From her patient explanations, I also learned that the discipline of cybernetics that Dr. Bunnell studies is not about AI and futuristic technology as depicted in dystopian novels, but about the steering of humans and the world around them. Dr. Bunnell explained that the term “cybernetics” only came to be associated with robots as it is much easier to control than to “steer”, and though we can control machines, humans are autonomous beings. The study systems, including living systems and languaging system among other things, falls under the category of cybernetics. Dr. Bunnell herself has been in the field for over two decades, before which she focused primarily on ecology. Inspired by a childhood love for nature, she spent a considerable amount of time studying zoology, first as a PhD student in Berkeley then developing simulation models for various ecosystems of concern, including the Arctic tundra. It was her encounter with Dr. Humberto Maturana, for whom she would later edit a book entitled The Origin of Humanness in the Biology of Love, that inspired her to cultivate a lasting passion for cybernetics. After hearing Dr. Bunnell discuss ecological topics at length, however, I decided that these two fields are clearly connected.

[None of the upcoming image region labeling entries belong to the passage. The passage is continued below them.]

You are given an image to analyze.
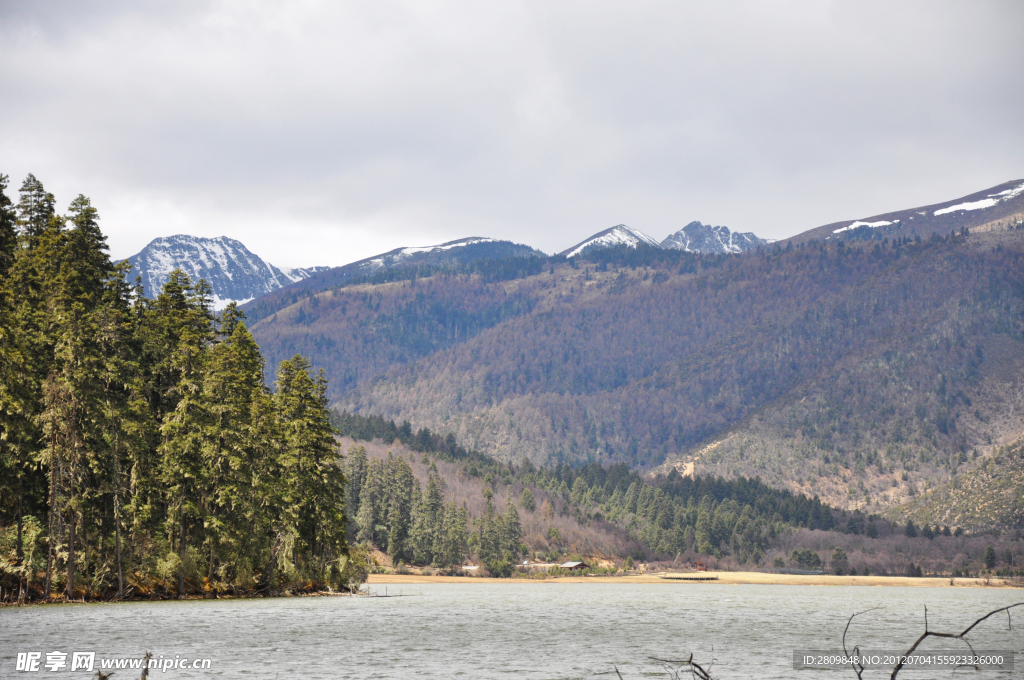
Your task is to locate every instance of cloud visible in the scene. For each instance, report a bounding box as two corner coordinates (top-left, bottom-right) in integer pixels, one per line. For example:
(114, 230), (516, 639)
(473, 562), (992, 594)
(0, 2), (1024, 265)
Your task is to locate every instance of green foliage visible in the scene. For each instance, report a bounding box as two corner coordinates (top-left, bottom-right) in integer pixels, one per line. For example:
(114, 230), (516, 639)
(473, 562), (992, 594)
(0, 175), (356, 598)
(828, 548), (850, 576)
(343, 445), (469, 569)
(790, 548), (821, 569)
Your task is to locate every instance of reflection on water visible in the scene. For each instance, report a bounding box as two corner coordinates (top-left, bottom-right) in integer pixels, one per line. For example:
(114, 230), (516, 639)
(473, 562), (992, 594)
(0, 583), (1024, 680)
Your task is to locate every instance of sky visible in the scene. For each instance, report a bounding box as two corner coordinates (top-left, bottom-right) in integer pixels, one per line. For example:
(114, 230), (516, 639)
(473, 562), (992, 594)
(0, 0), (1024, 266)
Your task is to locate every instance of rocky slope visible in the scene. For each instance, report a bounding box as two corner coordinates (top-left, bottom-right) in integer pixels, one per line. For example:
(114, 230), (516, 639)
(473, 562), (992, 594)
(662, 221), (770, 254)
(783, 179), (1024, 243)
(128, 235), (328, 309)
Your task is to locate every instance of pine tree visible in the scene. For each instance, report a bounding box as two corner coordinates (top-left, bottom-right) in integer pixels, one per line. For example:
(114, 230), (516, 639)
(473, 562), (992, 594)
(271, 355), (348, 580)
(156, 270), (213, 597)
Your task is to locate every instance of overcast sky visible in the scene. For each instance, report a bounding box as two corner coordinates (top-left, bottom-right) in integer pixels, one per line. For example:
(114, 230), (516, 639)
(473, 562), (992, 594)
(0, 0), (1024, 266)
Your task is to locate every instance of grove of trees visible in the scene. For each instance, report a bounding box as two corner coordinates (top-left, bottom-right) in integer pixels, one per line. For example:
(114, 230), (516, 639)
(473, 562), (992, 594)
(0, 175), (367, 600)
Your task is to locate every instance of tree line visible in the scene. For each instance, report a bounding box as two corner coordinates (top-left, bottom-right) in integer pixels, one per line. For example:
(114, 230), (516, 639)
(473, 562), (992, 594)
(332, 411), (856, 573)
(0, 174), (366, 600)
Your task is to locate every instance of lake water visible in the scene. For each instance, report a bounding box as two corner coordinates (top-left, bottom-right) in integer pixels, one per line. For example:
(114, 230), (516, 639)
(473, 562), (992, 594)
(0, 583), (1024, 680)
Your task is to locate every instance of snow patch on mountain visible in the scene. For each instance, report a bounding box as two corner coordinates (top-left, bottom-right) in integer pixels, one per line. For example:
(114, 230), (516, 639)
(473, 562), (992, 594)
(833, 219), (899, 233)
(662, 221), (771, 254)
(128, 235), (329, 310)
(933, 183), (1024, 217)
(562, 224), (662, 257)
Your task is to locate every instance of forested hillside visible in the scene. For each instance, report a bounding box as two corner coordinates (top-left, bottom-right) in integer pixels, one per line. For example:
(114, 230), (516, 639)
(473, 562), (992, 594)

The natural world also consists of interconnected systems; colonies, species, and ecosystems are only some examples of how things can be categorized. Like humans, some varieties of plants also have their own home landscapes. Furthermore, some organisms, such as fungi, serve as a king of forest internet, as they communicate through networks that connect with the roots of plants. The way human language evolved from ancient origins has a similar form as the evolution of animal and plant species from common roots. Or rather, roots remain implicit in our DNA, as Dr. Bunnell pointed out that we humans share about 70 percent of common genes with the wasabi-flavoured peas on the table.
“The Earth has existed for billions of years, while humans have only been around for the very last bit,” Dr. Bunnell said. It doesn’t mean that we are not worthy of being here, but that our existence emerged from a long line of biological and cultural history. “We should appreciate the gift of our very long past,” Dr. Bunnell said resolutely.
What role does our languaging ability play in all of this? It is in our nature to constantly build on our heritage of systems, and our use of language is one crucial way for us to do that. The act of communication makes intercultural exchange possible. As humans, we are naturally drawn to others for both their similarities and differences. We carry our own cultural schemas and identities, but also change certain habits when immersed in different cultures. This is perhaps why various artists in a city as diverse as Vancouver are drawn to gatherings such as Keiko’s AIR Salon, where they have the opportunity to build a sense of community by sharing their stories and experiences. Language itself is just as fluid a thing. As we mingle to create a rich cultural mosaic, our language is borrowing new vocabulary from different places and adapting to changing environments.
In our complex world of systems, language allows us to make sense of our surroundings and shape our identities. Its accuracy can never be exact – as to put anything into words involves simplifying, generalizing, and assimilating – but it is the surest way for us to make sense of the world around us and convey what we know to others. As Dr. Bunnell sums it up rather poetically: “In practice, languaging enables us to remain in a dance with ambiguity” (“Dancing with Ambiguity” 2015).